## pima-indians-diabetes

In [4]:
import numpy as np
import pandas as pd
import matplotlib.pyplot as plt
%matplotlib inline

In [7]:
diabetes= pd.read_csv("pima-indians-diabetes.csv")

In [8]:
diabetes.head()

Unnamed: 0,Number_pregnant,Glucose_concentration,Blood_pressure,Triceps,Insulin,BMI,Pedigree,Age,Class,Group
0,6,0.743719,0.590164,0.353535,0.0,0.500745,0.234415,50,1,B
1,1,0.427136,0.540984,0.292929,0.0,0.396423,0.116567,31,0,C
2,8,0.919598,0.52459,0.0,0.0,0.347243,0.253629,32,1,B
3,1,0.447236,0.540984,0.232323,0.111111,0.418778,0.038002,21,0,B
4,0,0.688442,0.327869,0.353535,0.198582,0.642325,0.943638,33,1,C


In [9]:
diabetes.columns

Index(['Number_pregnant', 'Glucose_concentration', 'Blood_pressure', 'Triceps',
       'Insulin', 'BMI', 'Pedigree', 'Age', 'Class', 'Group'],
      dtype='object')

In [None]:
# Normalize

In [10]:
cols_to_norms= ['Number_pregnant', 'Glucose_concentration', 'Blood_pressure', 'Triceps',
       'Insulin', 'BMI', 'Pedigree']

In [11]:
diabetes[cols_to_norms]=diabetes[cols_to_norms].apply(lambda x:(x-x.min())/(x.max()-x.min()))

In [12]:
diabetes.head()

Unnamed: 0,Number_pregnant,Glucose_concentration,Blood_pressure,Triceps,Insulin,BMI,Pedigree,Age,Class,Group
0,0.352941,0.743719,0.590164,0.353535,0.0,0.500745,0.234415,50,1,B
1,0.058824,0.427136,0.540984,0.292929,0.0,0.396423,0.116567,31,0,C
2,0.470588,0.919598,0.52459,0.0,0.0,0.347243,0.253629,32,1,B
3,0.058824,0.447236,0.540984,0.232323,0.111111,0.418778,0.038002,21,0,B
4,0.0,0.688442,0.327869,0.353535,0.198582,0.642325,0.943638,33,1,C


### Feature Columns

In [15]:
import tensorflow as tf

*** Continuous variables

Number of times pregnant
Plasma glucose concentration a 2 hours in an oral glucose tolerance test
Diastolic blood pressure (mm Hg)
Triceps skin fold thickness (mm)
2-Hour serum insulin (mu U/ml)
Body mass index (weight in kg/(height in m)^2)
Diabetes pedigree function

In [16]:
num_preg = tf.feature_column.numeric_column('Number_pregnant')
plasma_gluc = tf.feature_column.numeric_column('Glucose_concentration')
dias_press = tf.feature_column.numeric_column('Blood_pressure')
tricep = tf.feature_column.numeric_column('Triceps')
insulin = tf.feature_column.numeric_column('Insulin')
bmi = tf.feature_column.numeric_column('BMI')
diabetes_pedigree = tf.feature_column.numeric_column('Pedigree')
age = tf.feature_column.numeric_column('Age')


*** Categorical Features

In [17]:
assigned_group = tf.feature_column.categorical_column_with_vocabulary_list('Group',['A','B','C','D'])
# Alternative
# assigned_group = tf.feature_column.categorical_column_with_hash_bucket('Group', hash_bucket_size=10)
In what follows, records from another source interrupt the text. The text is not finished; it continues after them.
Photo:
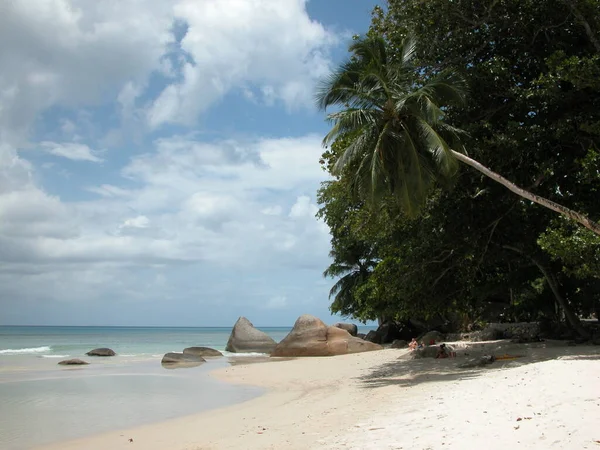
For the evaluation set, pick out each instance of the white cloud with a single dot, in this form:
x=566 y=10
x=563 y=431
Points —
x=61 y=52
x=176 y=221
x=189 y=207
x=71 y=150
x=278 y=302
x=303 y=207
x=266 y=48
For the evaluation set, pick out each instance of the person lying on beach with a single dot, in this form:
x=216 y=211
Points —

** Converting continous variables to categorical

In [18]:
age_buckets = tf.feature_column.bucketized_column(age, boundaries=[20,30,40,50,60,70,80])
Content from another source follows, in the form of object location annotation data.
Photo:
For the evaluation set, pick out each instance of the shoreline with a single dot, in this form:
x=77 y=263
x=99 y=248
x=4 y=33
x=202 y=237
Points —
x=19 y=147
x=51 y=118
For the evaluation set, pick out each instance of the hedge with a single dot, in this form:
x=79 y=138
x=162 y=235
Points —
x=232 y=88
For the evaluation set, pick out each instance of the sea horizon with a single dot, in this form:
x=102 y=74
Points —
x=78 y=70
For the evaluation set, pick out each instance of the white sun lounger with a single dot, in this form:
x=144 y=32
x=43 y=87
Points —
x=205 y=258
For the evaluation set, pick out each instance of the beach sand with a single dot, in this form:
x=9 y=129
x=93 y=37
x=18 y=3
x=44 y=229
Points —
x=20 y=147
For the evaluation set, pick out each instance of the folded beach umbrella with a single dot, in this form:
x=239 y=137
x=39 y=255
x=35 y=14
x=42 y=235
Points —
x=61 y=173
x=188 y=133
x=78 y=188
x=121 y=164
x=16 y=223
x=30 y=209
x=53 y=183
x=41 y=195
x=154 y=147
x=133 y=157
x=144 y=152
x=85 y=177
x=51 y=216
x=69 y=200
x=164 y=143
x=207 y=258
*** Putting all of them together

In [19]:
feat_cols = [num_preg ,plasma_gluc,dias_press ,tricep ,insulin,bmi,diabetes_pedigree ,assigned_group, age_buckets]

*** Train Test split

In [20]:
x_data = diabetes.drop('Class',axis=1)

In [21]:
labels = diabetes['Class']

In [22]:
from sklearn.model_selection import train_test_split

In [23]:
X_train, X_test, y_train, y_test = train_test_split(x_data,labels,test_size=0.33, random_state=101)

In [24]:
input_func= tf.estimator.inputs.pandas_input_fn(x=X_train,y=y_train,batch_size=10,num_epochs=1000,shuffle=True)

In [25]:
model=tf.estimator.LinearClassifier(feature_columns=feat_cols,n_classes=2)

INFO:tensorflow:Using default config.
INFO:tensorflow:Using config: {'_model_dir': '/var/folders/jr/44cwffjj7nj68zjg2ngbdmjw0000gn/T/tmpyn6el86b', '_tf_random_seed': 1, '_save_summary_steps': 100, '_save_checkpoints_secs': 600, '_save_checkpoints_steps': None, '_session_config': None, '_keep_checkpoint_max': 5, '_keep_checkpoint_every_n_hours': 10000, '_log_step_count_steps': 100}


In [26]:
model.train(input_fn=input_func,steps=1000)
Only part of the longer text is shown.